Me agaché para examinar aquella pequeña obra de arquitectura militar medieval en busca de indicios reveladores. Cagarrutas... había cagarrutas en todos y cada uno de los peldaños que ascendían hasta ella. Las ovejas debían de estar nerviosas. No podían haber entrado por la puerta de madera, pero una zona de tierra muy revuelta en lo alto del muro atestiguaba que habían subido por los peldaños para luego encaramarse al muro. Cincuenta ovejas... eso suponía doscientas pequeñas pezuñas escarbando... No me costó mucho encontrar las pruebas.
Unas horas después, apareció Manolo; lo encontré agachado entre los restos del huerto. Se volvió al oír que me acercaba. Su amplia sonrisa habitual tenía un aire diplomático cuando me preguntó:
—Así que las ovejas han estado aquí, ¿eh?
—Las muy cabronas han saltado el muro.

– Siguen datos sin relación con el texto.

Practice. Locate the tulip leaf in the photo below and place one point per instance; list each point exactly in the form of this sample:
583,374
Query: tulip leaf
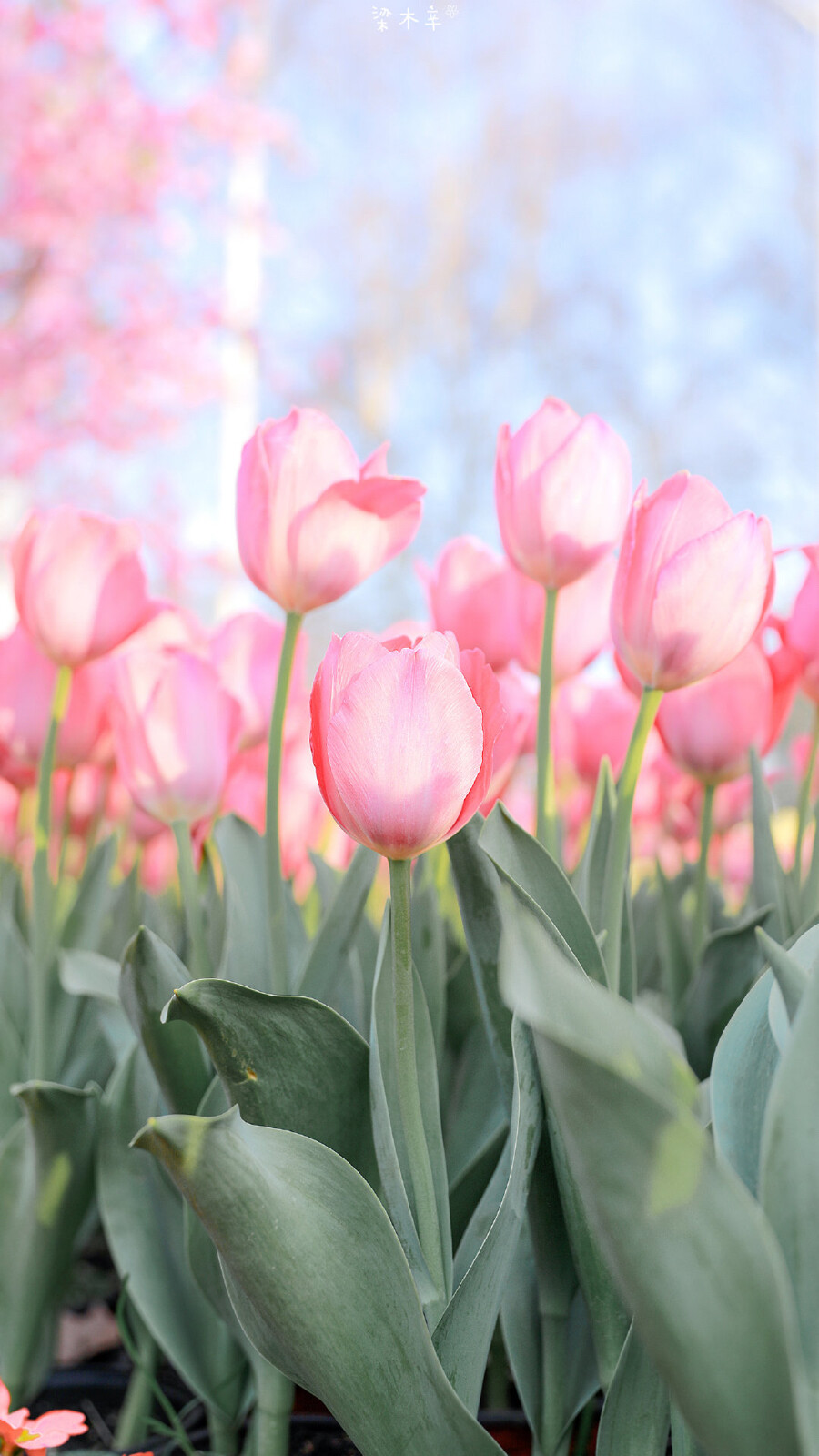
789,970
337,932
484,1257
245,948
150,973
552,1354
538,880
84,926
789,1168
731,963
475,1128
14,976
319,1280
745,1062
14,1016
673,941
46,1188
693,1254
541,1344
477,888
606,1315
636,1412
143,1219
388,1128
286,1062
85,973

Se han pasado toda la noche en el huerto. Han acabado con todo. Mal asunto...
—Mal asunto —repitió Manolo arrojando un puñado de rábanos destrozados al montón de abono orgánico—. Pero no hay para tanto... Gran parte de esto volverá a salir. Los repollos de ahí quizá no, pero después de todo, no os gustan los repollos; tú mismo me lo dijiste.
—No... tienes razón. No nos gustan nada. No sé por qué los planta Ana. Siempre acabamos dándoselos a las ovejas, de todas formas.
—Bueno, pues ya lo tienes —respondió Manolo con naturalidad—, y a los tomates y los ajos no les ha pasado nada, pues las ovejas no han podido meterse en esa parcela. —No se me había ocurrido mirarlos, y oír eso supuso un gran alivio—. Dame un par de horas y tendré todo esto despejado, y dentro de un mes ni siquiera os acordaréis de que las ovejas pasaron por aquí —prometió.
Mientras Ana recuperaba su ecuanimidad y la integridad de su huerto pasándose las horas más frescas del día despejando arriates, yo me encaminé a los campos a cortar manojos de alfalfa fresca para las ovejas. Es una de mis ocupaciones favoritas. Antes solía utilizar una guadaña como la de la Muerte, pero Manolo se burló tanto de mí que acabé por hacerlo de la forma tradicional alpujarreña: de rodillas y con la hoz. Es una tarea lenta y un poco aburrida, pero es increíble lo pulidos que deja los campos. La zona que has cortado queda tan bien segada como un césped, mientras que la alta pared de alfalfa sin cortar se ondula más allá formando verdes acantilados y cabos. Y el hecho de estar de rodillas te pone en contacto con el mundo de los insectos, esa población que empequeñece las cifras humanas con su supuesta proporción de varios millones por cada uno.